Vermont Gov. Phil Scott and health officials on Tuesday sounded the alarm over small gatherings, saying meetings within small social networks were contributing to a spike in cases across the state.
The officials said the virus is spreading at gatherings among families and friends, where food or drink is involved and people may not be wearing masks at all times or social distancing.
"Getting together without taking precautions, including mask-wearing and distancing, or not following the travel guidance, appeared to be a common denominator in what we've been seeing over the last few weeks," Scott said during a press briefing.
"I hope everyone will think about this as we approach Halloween... We need everyone to be smart about any gatherings you go to."
Health commissioner Mark Levine added: "This is really a wake-up call for us all," adding in some cases, people who attended small gatherings likely had not quarantined properly after returning to Vermont from other states.
The message comes as the Gov. Phil Scott administration grapples with multiple simultaneous outbreaks across the state, despite a relatively low percentage of positive test being returned.
Last week, the state last week reported its highest daily total of positive cases in several weeks. That total came on Thursday, when health officials reported 28 new cases.

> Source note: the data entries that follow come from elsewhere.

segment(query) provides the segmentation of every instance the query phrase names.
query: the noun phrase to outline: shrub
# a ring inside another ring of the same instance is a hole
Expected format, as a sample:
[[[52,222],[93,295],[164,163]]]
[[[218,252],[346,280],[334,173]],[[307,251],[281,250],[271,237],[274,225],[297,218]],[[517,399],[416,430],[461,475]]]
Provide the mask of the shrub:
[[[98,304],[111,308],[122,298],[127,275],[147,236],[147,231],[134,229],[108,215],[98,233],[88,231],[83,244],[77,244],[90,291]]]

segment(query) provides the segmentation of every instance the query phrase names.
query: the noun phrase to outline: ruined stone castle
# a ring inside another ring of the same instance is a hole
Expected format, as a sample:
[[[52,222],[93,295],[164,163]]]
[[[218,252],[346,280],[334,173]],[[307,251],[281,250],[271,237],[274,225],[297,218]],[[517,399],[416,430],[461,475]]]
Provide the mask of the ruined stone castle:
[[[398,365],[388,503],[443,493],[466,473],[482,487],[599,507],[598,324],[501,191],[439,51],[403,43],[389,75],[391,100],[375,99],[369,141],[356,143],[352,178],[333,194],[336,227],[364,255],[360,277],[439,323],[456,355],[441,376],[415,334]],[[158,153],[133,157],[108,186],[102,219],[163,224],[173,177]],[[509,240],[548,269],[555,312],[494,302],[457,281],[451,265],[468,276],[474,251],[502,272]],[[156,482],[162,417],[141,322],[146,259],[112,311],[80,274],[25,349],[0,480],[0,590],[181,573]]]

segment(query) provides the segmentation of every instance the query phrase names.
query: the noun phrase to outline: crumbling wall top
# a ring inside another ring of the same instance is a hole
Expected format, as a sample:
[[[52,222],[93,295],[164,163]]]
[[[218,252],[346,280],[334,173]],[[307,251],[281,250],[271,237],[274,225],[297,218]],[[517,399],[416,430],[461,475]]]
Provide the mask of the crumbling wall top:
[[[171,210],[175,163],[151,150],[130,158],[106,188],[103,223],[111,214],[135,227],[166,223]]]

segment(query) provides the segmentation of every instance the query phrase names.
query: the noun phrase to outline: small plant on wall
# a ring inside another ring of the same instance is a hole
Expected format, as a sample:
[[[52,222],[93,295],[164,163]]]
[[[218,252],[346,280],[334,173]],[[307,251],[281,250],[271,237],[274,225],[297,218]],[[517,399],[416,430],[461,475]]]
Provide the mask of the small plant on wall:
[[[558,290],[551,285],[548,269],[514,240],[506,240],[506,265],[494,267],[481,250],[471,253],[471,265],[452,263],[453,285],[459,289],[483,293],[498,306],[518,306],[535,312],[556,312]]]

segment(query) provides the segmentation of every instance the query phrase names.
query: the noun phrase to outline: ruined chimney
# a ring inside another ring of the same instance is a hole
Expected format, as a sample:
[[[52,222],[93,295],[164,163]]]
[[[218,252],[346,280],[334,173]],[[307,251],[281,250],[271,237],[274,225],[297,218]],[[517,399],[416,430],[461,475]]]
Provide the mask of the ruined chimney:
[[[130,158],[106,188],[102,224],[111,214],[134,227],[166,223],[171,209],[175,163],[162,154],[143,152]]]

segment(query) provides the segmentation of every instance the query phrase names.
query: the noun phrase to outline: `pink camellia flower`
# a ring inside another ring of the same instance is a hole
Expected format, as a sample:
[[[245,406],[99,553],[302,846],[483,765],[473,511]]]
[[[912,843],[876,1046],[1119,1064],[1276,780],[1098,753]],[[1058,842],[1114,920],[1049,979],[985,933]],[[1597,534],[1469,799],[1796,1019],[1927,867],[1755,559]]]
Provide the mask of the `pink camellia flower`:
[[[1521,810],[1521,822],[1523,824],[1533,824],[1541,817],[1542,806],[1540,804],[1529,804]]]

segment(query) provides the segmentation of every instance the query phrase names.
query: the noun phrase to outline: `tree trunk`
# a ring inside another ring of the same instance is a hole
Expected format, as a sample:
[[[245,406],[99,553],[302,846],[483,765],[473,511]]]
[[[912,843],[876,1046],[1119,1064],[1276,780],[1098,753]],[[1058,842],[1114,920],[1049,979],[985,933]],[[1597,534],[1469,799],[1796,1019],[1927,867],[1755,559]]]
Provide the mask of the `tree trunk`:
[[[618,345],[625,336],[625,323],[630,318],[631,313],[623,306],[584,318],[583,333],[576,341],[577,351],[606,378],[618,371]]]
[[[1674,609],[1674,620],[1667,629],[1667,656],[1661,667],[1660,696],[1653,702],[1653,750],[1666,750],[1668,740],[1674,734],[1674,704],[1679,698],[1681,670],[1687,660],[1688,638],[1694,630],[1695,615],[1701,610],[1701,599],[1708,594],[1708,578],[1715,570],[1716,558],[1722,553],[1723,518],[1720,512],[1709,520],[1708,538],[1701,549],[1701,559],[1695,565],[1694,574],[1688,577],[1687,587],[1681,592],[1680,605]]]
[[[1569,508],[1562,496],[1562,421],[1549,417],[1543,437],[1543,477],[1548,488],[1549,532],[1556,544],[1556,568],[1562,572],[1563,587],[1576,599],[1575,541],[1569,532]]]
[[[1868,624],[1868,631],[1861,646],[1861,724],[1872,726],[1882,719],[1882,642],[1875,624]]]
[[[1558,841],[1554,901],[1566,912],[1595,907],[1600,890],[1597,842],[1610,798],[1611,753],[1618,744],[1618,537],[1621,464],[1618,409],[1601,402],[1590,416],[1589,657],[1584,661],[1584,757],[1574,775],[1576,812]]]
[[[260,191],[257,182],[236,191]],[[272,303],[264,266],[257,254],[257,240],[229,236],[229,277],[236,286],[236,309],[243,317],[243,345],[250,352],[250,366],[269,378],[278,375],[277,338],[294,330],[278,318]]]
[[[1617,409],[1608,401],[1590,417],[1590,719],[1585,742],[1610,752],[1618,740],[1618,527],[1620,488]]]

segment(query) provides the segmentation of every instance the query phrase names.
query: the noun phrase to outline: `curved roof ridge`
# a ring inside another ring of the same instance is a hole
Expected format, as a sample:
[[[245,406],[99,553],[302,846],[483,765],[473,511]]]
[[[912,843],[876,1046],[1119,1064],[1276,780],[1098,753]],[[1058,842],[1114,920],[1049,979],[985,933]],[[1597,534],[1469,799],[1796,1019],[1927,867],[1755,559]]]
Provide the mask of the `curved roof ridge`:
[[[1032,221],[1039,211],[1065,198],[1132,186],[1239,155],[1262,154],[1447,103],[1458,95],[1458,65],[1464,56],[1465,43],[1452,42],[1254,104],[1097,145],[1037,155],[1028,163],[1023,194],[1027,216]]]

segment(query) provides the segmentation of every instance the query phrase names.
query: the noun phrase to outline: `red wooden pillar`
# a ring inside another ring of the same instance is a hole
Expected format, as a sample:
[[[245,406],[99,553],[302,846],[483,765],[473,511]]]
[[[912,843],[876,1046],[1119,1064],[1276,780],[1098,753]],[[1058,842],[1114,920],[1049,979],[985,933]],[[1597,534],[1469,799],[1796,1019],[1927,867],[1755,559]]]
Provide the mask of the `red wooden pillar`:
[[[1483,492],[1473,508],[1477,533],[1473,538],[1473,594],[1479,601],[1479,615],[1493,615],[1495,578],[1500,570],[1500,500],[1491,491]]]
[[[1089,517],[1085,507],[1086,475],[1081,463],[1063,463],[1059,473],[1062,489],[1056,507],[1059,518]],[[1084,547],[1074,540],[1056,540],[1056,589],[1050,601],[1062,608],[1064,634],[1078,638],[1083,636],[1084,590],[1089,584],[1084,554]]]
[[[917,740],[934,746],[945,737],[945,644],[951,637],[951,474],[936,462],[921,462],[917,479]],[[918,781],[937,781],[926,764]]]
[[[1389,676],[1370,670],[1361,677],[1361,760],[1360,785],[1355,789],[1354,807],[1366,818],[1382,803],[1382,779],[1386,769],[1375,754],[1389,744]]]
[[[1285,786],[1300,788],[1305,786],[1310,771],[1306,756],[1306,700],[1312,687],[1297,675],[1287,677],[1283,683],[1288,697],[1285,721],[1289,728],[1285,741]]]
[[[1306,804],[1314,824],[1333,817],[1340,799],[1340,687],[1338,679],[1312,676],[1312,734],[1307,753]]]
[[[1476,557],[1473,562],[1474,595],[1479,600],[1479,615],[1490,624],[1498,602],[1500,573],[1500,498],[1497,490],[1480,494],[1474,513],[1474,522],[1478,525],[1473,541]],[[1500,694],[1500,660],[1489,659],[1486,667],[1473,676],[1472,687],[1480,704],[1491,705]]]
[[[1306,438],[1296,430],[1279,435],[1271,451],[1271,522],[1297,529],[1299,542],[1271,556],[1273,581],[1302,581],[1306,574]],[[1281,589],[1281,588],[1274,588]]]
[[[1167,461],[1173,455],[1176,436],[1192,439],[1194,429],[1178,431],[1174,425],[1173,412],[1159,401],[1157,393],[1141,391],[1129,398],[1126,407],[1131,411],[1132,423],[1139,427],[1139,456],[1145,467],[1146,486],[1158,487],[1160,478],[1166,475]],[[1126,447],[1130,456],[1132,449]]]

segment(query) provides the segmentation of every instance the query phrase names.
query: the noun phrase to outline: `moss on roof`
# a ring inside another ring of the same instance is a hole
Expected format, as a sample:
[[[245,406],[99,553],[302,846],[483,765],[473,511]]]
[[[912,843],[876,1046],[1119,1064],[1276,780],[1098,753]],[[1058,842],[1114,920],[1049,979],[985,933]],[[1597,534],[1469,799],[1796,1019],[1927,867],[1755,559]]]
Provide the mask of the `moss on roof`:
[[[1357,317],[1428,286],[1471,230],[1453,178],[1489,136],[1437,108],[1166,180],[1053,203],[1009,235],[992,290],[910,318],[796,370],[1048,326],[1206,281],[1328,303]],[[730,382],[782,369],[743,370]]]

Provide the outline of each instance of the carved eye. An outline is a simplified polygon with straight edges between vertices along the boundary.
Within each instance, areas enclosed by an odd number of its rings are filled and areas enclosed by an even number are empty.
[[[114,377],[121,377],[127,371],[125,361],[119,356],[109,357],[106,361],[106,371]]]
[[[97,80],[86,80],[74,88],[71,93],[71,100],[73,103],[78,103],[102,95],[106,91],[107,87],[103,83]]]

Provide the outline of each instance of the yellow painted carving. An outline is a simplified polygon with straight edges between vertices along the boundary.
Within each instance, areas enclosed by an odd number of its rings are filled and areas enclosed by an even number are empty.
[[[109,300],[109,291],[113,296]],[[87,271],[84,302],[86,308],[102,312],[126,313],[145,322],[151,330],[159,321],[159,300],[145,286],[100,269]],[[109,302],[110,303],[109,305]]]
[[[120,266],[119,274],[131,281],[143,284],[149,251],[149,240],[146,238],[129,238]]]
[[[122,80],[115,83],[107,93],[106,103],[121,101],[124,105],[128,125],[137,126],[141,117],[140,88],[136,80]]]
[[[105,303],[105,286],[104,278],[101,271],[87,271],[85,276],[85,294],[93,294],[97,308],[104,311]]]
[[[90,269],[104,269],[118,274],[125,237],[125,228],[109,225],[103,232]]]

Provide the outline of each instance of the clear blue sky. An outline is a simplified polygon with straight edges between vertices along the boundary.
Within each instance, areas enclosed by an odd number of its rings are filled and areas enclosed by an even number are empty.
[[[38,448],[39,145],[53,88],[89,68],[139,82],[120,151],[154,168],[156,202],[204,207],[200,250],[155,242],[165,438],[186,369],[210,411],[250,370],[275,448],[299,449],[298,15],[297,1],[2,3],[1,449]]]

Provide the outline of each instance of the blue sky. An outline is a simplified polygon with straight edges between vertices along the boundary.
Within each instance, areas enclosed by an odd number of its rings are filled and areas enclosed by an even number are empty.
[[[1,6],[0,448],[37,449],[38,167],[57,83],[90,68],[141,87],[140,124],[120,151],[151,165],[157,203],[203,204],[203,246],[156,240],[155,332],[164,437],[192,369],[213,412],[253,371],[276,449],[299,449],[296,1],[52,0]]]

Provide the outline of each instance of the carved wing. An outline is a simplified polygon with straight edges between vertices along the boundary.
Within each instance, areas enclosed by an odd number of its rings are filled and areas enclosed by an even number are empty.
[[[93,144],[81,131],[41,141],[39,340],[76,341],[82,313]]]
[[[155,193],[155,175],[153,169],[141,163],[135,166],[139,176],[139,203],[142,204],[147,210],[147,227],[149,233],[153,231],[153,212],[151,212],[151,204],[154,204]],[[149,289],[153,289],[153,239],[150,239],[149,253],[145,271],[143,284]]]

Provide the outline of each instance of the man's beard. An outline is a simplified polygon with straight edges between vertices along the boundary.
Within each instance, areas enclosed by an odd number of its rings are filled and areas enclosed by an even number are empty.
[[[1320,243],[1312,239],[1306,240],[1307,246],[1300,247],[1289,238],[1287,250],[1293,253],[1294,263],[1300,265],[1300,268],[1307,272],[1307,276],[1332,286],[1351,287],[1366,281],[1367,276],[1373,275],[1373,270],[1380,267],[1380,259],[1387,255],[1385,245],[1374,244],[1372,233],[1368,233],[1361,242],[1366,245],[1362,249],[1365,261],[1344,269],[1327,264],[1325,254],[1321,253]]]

Officials said Friday they were tracking at least three separate outbreaks that have lead to dozens of cases.
The first is a cluster among youth and adult hockey players that lead to a number of cases in central Vermont. The second is related to a social event in Memorial County and the third is new, an outbreak at St Michael's college, which was discovered through ongoing surveillance testing.
The outbreak in central Vermont now involves two colleges with six cases, seven schools with a total of 12 cases, seven workplaces with a total of 12 cases and two hospitals with two cases. Half were people who had been inside arenas and the other half were "second or third generation" cases.
Education officials expected to see more cases of coronavirus in schools, they said. An elementary school in Montpelier is going fully remote Friday after having just reported another case of coronavirus at a different grade level in a different instructional pod from a previous case reported there.
Scott's administration on Monday announced changes to recreational sports guidance in response to the outbreaks, including limiting recreational leagues to in-state activities only and tightening restrictions for spectators.
Scott stressed that the outbreak connected to hockey players did not stem from in-person games or practices, but rather from social gatherings after competitions and carpooling.
Meanwhile, Scott announced the University of Vermont will take part in Phase 3 trial of a potential coronavirus vaccine being developed by Oxford University in collaboration with British pharmaceutical giant AstraZeneca.
Dr. Beth Kirkpatrick, an infectious disease specialist at UVM, said 250 volunteers would participate in the trial and that those people would be made up of people over 65 with stable but chronic preexisting conditions, as well as frontline workers.
One-third of participants will be given a placebo while the rest will be administered the potential vaccine, Kirkpatrick said.
AstraZeneca on Monday said its potential vaccine had produced a similar immune response in older and younger adults, CNBC reported.
The firm said adverse responses to the vaccine among the elderly were also found to be lower.
As coronavirus cases rise in Vermont, education officials last week revised guidance to schools, which will go into effect in mid-November to give districts time to adjust. The new guidelines include mandatory travel screenings, expanded distance requirements in classrooms and cafeterias and limitations on music activities inside.